Q. What should Anthem consumers or employees whose personal data might have been breached do to deter identity theft or fraud?

A. Affected Hoosiers are encouraged to visit the AG’s office’s web site and scroll down to “Identity Theft and Security Breaches” in order to sign up for a free credit freeze with each of the three credit bureaus, Equifax, Experian and TransUnion.  Registering for a credit freeze will prevent a fraudster from taking out a line of credit in your name without your permission; and you can easily lift the credit freeze at any time if you do wish to apply for new credit or a loan. The sign-up page is directly accessible at   

Q. What warning signs or red flags should current or former Anthem/WellPoint policyholders look for that might indicate their identities have been stolen?

A. If consumers receive a debt collection letter for an unfamiliar debt, or have a credit application rejected when they have a strong credit rating, or receive a credit or charge card that they did not apply for, there is a strong possibility that a consumer has been the victim of identity theft. If identity theft occurs, consumers should file an ID theft complaint with the AG’s office at or  Consumers who suffer identity theft also should make a police report to their local police department or sheriff’s department.

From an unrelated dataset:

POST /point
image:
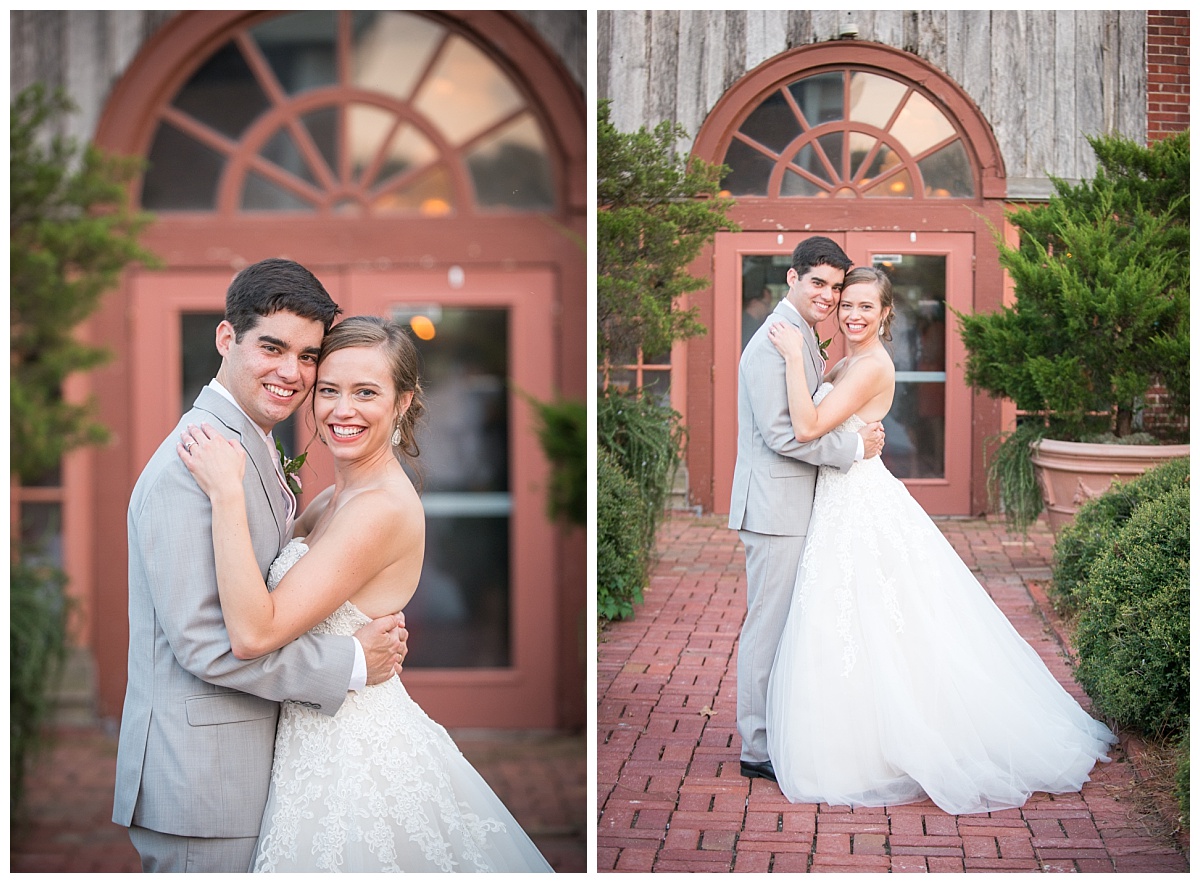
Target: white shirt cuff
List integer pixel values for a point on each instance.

Q. Has the attorney general’s office received any consumer complaints of possible identity theft or fraud that appear connected to this data breach?

A. As of Feb. 5, the Consumer Protection Division has not received any identity theft complaints specifically related to the Anthem data breach. The office is continuing to monitor the situation.

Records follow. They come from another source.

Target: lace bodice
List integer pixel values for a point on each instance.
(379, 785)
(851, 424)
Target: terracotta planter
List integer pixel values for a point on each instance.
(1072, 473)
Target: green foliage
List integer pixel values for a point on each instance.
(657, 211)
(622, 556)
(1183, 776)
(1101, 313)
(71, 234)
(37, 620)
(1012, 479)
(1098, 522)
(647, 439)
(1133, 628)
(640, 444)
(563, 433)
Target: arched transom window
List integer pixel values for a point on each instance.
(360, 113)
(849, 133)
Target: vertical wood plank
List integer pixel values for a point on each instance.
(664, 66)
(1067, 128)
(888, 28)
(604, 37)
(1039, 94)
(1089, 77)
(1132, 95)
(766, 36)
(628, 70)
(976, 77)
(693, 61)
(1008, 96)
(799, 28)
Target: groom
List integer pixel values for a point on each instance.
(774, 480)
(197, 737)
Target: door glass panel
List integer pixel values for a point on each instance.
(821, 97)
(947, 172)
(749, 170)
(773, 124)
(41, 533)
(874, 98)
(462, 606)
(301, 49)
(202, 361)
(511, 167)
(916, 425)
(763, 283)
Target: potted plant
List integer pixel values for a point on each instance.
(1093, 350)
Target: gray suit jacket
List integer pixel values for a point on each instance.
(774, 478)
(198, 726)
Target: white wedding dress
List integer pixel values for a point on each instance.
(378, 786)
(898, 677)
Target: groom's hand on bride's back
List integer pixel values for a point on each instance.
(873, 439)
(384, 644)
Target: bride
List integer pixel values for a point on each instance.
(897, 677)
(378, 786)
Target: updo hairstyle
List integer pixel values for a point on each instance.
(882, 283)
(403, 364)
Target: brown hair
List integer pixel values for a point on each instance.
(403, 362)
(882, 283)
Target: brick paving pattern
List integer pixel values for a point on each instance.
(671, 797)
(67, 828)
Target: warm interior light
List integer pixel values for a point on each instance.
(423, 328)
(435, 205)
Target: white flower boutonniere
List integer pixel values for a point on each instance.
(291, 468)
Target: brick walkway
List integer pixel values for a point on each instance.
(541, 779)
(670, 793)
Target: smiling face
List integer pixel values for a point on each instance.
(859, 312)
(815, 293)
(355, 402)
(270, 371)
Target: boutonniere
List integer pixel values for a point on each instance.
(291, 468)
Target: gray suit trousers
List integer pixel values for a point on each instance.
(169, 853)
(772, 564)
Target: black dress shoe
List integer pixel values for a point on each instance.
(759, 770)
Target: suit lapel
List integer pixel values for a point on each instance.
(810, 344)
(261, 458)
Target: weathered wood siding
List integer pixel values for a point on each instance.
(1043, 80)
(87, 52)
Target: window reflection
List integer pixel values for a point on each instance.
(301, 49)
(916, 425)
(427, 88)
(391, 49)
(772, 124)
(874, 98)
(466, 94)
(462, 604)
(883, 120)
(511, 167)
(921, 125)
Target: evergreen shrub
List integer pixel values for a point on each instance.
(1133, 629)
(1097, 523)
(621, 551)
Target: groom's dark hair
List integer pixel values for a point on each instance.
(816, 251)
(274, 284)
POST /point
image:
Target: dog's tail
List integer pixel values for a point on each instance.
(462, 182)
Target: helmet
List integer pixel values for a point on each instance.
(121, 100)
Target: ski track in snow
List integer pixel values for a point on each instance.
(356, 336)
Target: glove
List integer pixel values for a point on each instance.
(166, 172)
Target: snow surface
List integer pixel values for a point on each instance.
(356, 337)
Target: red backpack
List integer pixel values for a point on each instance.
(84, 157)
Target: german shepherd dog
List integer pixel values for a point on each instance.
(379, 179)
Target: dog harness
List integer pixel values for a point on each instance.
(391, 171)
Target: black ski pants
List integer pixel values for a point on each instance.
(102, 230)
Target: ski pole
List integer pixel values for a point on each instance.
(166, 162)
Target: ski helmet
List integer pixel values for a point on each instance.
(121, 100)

Q. Is there any need for Anthem policyholders to contact the attorney general’s office as a preventive measure if they do not already have indications of identity theft?

A. No, other than to apply for the free credit freeze previously mentioned.

Q. There have been several large data breaches in recent years at retailers and other large companies.  Is the attorney general’s office pursuing any changes going forward?

A. Yes. In recent years, the attorney general has recommended — and the Legislature has passed — updates to Indiana’s laws involving identity theft, data security and customer notification to better protect consumers. In the current session of the Legislature, Zoeller has recommended that legislators pass Senate Bill 413. Among other things, SB 413 would require online operators to store consumer or financial data securely, delete or not retain data beyond what is necessary for business purposes, and share or sell data only when authorized by law or when consumers are informed in advance. The bill also would require more prompt and informative notification of affected consumers so they can take action to protect themselves in case of a data breach. SB 413 is scheduled to be heard at 9 a.m. Feb. 10 by the Senate Homeland Security and Transportation Committee in Room 233 of the Statehouse.